Here’s a look at some of the insert-your-pod devices that are being shown at CES 2020, which opens Tuesday at 11 local venues including the Las Vegas Convention Center.
Beverage makers
Bartesian makes it simple to make one cocktail — and maybe another of a different kind, and on and on. You fill the four reservoirs with spirits or water as appropriate, pop in a cocktail capsule and direct the strength to mocktail, light, regular or double, then press “mix,” and Bartesian takes care of the rest. The unit is $349.99; six cocktail capsules are $14.99 , with a Classic Collection including whiskey sour, Long Island Iced Tea, margarita, cosmopolitan and Uptown Rocks. Larger packs and subscriptions are available at bartesian.com.

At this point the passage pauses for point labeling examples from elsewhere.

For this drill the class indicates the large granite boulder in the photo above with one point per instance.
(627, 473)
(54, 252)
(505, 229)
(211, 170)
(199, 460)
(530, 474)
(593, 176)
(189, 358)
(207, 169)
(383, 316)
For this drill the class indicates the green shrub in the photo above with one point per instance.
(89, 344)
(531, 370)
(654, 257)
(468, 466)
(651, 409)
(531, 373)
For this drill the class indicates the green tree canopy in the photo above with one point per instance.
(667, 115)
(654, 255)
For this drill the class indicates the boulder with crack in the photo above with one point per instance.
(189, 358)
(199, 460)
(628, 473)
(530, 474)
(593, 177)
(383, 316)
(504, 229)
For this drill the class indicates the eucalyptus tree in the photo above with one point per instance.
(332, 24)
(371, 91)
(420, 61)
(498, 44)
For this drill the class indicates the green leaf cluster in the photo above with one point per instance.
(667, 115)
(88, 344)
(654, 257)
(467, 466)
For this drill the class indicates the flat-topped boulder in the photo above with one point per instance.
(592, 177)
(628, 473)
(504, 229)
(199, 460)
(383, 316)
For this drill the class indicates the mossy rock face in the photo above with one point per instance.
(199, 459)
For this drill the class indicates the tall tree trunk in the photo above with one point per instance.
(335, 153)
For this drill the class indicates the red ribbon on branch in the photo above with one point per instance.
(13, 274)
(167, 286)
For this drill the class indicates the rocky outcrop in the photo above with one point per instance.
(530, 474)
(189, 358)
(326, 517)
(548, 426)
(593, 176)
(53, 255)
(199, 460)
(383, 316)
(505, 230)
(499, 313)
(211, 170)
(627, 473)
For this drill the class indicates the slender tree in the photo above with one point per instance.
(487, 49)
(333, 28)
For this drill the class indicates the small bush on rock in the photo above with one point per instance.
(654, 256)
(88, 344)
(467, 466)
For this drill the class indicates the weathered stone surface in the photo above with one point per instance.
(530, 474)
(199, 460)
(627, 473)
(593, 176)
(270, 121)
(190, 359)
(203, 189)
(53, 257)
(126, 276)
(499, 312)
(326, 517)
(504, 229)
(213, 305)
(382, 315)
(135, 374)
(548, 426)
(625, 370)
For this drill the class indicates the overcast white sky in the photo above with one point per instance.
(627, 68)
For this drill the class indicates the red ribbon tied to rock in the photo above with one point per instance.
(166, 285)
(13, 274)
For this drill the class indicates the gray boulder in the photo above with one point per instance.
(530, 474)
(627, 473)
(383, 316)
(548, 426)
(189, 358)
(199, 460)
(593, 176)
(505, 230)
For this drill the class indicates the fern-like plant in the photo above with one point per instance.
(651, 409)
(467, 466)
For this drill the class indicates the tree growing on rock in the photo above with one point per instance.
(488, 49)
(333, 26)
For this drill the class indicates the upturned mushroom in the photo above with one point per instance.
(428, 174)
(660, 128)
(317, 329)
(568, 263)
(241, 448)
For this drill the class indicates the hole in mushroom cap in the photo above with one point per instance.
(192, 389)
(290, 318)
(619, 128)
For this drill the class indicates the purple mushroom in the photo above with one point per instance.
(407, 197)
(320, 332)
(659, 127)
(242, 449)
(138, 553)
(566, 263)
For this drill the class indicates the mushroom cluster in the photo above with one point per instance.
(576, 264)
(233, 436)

For beer lovers, InTheKeg is a smart brewery platform. You put a SmartKeg in the machine, add a dry hopping ingredient bag to the hopping container and press a button; the machine ferments and ages the beer and stores it at the optimum temperature for serving. It holds 10 18-liter kegs, for 10 beer choices. No word yet on price or when it will be available.
Baby love
Baby Breeza offers a line of devices for making it easier to feed your baby, and the Formula Pro Advanced is a sort of Keurig for babies. Powdered formula goes into the top hopper, water into a removable, dishwasher-safe tank. The rest is done with digital controls: There are three warming settings, sizes in 1-ounce increments from 2 to 10 ounces and a water-only option. And it fits any size or type of bottle. It’s regularly $199.99, currently 20 percent off, at babybrezza.com.
Fresh oil
If you’ve ever dreamed of having your own olive-tree grove and pressing your own oil, Fresco may be as close as it comes. The company fast-freezes olive oil in “gems,” which are roughly shaped half-spheres. Insert a gem or gems, press a button, and voila — the aroma and flavor of fresh-pressed oil. The gems come in three flavors/intensities, “Allegro,” “Vivace” or “Adagio,” or a trial pack of all three, priced at about $33 for 10. The device is about $88 at oliofresco.it.
Grow your own
Heliponix says its GroPod, which it calls a “Keurig for food,” can supply a full serving of leafy greens daily. Insert a seed pod, the device takes over, and in about a month the plant is mature. You can grow up to 60 plants in a space roughly 2 feet square. Heliponix says it sold out of beta prototypes last year but is taking orders at gropod.io. Current seed varieties include romaine, spinach, arugula, cress, Red Russian kale and a number of herbs, plus a blank pod for your own seeds. The device is $1,995.
Miravel’s hanging wall gardens — another in the “counter to table” category — handle the water, light and nutrient needs of the plants. This time you’re using seed squares, which come in leafy greens, fruits, vegetables, flowers and succulents, as well as plants such as chamomile and CBD/hemp. The Simple Garden, $395, is listed as currently sold out at miravel.life.